The typing 1 :: Num a => a means "1 is of type a, for all types a in typeclass Num". More succintly, it means "1 is of any numeric type".
Because of this typing, you can pass 1 to any function requiring any numeric type, such as Int, Double, etc.
Extending your example a bit, we also have [1,2,3] :: Num a => [a]. This means "[1,2,3] is a list of values of type a, for all types a in typeclass Num". In other words, "[1,2,3] is a list of values of any numeric type".

Expression 1::Num a => a can be broken down in 3 parts for reading/understanding purposes.
Let's build step by step :
1 :: says 1 has the type of
c :: Char says c has the type of Char
Everything before => is a "class constraint",so inserting Num a between :: and =>
i.e. 1 :: Num a => a says "1 has the type of a, but not just any type but with a class constraint where a is a member of Num class.

Why does "(1 + 1.0)" have the type "Fractional a => a" and not "Num a => a"?

1 has the type Num a => a
1.0 has the type Fractional a => a
Why does 1+1.0 have the type Fractional a => a
This seems strange to me because 1 is not fractional. Only 1.0 is fractional.
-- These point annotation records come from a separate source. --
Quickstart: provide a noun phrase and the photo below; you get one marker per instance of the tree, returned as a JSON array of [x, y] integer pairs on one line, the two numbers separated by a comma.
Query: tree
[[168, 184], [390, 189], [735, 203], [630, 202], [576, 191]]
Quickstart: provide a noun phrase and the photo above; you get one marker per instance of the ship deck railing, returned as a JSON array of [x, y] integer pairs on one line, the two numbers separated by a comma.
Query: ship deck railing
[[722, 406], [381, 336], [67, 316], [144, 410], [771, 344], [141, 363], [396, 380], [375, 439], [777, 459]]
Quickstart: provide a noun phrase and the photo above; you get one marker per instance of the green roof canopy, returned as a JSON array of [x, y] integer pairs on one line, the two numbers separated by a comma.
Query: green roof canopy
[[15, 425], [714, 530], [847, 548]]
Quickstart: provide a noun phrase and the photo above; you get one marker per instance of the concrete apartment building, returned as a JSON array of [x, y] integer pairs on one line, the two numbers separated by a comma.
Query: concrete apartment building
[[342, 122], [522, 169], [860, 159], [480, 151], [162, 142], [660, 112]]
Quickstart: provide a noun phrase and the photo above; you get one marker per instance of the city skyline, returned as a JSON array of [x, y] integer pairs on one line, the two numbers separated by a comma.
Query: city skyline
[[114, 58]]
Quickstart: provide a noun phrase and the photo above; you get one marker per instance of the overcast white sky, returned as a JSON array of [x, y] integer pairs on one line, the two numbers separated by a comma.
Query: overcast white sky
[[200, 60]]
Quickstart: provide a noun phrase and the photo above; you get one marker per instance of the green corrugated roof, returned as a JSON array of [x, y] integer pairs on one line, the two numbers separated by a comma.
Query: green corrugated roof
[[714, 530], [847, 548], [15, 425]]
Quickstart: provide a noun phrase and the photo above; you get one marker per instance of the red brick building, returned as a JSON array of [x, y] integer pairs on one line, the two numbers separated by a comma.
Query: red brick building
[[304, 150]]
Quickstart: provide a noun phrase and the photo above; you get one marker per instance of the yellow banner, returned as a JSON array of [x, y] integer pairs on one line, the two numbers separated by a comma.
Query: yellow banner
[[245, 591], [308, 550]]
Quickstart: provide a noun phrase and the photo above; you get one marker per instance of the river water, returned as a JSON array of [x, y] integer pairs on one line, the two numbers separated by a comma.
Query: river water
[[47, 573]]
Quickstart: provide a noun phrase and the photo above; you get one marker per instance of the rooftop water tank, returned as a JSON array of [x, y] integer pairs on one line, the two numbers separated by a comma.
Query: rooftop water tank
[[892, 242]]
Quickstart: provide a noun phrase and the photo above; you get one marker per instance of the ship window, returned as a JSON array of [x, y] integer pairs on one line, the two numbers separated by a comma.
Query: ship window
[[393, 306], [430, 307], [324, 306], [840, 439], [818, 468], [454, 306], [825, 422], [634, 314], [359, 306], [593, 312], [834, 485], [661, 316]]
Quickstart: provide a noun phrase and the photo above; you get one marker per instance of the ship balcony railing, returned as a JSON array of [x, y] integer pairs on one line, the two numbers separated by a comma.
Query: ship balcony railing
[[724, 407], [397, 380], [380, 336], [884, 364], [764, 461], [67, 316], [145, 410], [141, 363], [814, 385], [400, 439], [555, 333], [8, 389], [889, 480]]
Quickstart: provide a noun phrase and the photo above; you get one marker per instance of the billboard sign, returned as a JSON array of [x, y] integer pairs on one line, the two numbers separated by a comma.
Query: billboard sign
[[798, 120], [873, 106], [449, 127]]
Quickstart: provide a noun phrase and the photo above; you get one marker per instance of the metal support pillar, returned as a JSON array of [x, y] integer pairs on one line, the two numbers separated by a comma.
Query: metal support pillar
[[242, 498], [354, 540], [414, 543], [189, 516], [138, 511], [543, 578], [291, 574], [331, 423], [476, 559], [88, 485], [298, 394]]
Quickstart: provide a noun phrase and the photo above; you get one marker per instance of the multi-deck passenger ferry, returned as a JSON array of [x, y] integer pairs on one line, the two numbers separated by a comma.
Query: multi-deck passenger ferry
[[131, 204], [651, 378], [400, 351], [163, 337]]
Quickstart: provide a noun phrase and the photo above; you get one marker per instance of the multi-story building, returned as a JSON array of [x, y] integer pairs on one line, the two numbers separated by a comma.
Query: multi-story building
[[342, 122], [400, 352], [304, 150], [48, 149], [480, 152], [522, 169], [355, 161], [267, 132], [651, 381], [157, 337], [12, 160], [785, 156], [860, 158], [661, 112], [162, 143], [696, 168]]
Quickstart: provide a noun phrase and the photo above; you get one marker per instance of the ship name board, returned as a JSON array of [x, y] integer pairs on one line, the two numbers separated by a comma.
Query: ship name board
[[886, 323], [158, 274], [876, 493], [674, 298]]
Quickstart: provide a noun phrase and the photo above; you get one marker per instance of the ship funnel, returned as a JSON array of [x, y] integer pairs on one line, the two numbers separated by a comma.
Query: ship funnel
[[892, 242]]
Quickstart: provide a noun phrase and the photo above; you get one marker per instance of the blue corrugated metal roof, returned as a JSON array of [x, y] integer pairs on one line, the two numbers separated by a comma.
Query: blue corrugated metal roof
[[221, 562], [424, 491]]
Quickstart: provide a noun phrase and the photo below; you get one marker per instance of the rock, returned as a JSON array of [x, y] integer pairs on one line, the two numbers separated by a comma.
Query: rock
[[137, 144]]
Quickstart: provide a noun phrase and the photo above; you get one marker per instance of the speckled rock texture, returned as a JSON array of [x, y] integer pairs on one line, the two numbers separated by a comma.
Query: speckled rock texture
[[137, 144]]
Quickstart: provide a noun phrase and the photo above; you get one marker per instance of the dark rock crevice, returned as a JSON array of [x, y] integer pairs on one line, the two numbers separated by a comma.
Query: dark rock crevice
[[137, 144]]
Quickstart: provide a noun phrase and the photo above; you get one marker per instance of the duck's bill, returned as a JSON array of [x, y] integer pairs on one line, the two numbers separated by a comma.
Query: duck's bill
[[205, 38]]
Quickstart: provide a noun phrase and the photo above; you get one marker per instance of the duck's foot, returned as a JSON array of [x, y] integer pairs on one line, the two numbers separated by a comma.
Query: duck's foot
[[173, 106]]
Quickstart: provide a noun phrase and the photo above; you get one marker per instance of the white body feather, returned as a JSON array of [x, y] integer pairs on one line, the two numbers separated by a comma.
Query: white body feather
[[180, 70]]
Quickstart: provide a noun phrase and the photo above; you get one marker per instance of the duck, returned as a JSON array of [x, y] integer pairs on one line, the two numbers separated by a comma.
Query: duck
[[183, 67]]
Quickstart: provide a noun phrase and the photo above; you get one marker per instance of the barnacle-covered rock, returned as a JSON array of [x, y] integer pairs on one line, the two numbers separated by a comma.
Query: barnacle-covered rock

So how did 1 turn into fractional and get combined with 1.0 to form a fractional?
Since only Num has the + operator, it would seem more natural to me if 1.0 turned into Num, got combined with 1 to produce a final Num (although that would be strange too because we would lose information going from 1.0 to 1).

Every Fractional is a Num, but not every Num is a Fractional. So if we have a Num like 1, it could either be a Fractional (because some Nums are Fractionals) or it could not be. However 1.0 can only be a Fractional, it definitely can't be some other Num like Integer.
So when the compiler sees that you add 1 to a Fractional, it realizes that 1 must be a Fractional as well in this case - otherwise you'd not be allowed to add it to a Fractional.
Here's an example of a similar example that only involves user-defined type classes instead of Nums. Maybe this makes things clearer for you:
class Foo a where
foo :: a
class Foo a => Bar a where
bar :: a
combine :: a -> a -> a
Through the above type classes we now have the following methods:
foo :: Foo a => a
bar :: Bar a => a
combine :: Bar a => a -> a -> a
So now let's try to combine foo and bar like this:
combine foo bar
This is roughly equivalent to you trying to add 1 (of type Num a => a) and 1.0 (of type Fractional a => a) in your example. And just like your example, this works fine and has the type Bar a => a.

Type classes are very much not like OO classes, this can't be overemphasized.
In particular, “if 1.0 turned into Num” doesn't make any sense. Num is a type class, not a type, so nothing can ever “turn into a Num”. In fact, nothing ever turns into something else at all in Haskell – everything has a concrete type, that is fixed.
Now you ask, how do polymorphic functions work then? Well, it's called parametric polymorphism for a reason: what seems to be an “arbitrary type a” is really a type parameter. Like a function parameter, these aren't variables in the sense that they can ever change their value after the fact, but they are variable in the sense that the caller of the function is allowed to choose any particular “type value” for a – provided it fulfills the type-class constraint.
So in a sense, the literal 1 is a function: it accepts a type argument a, and returns a value 1 :: a. What it requires is that a is in class Num.
Then we have (+) and 1.0, both of which also need that same a argument. (+) again requires Num, nothing new; but 1.0 requires Fractional a. So all in all, 1 + 1.0 is a function that accepts “three copies of” the type argument a, and requires
Num a
Num a
Fractional a – which also requires Num a because Num is superclass of Fractional.
It would be pretty awkward if we actually had to write the type out as
(1 + 1.0) :: (Num a, Num a, Fractional a, Num a) => a
so it is allowed to leave out the redundant constraints, only leaving Fractional a, which implies all the rest. What we can't do is only leave one of the Num constraints, because that would not imply Fractional.

Number 1 (which technically stands for fromInteger applied to the Integer value 1) belongs to all the types in class Num.
All the types in class Fractional belong to class Num as well.
Ergo,
Number 1 belongs to all the types in class Fractional.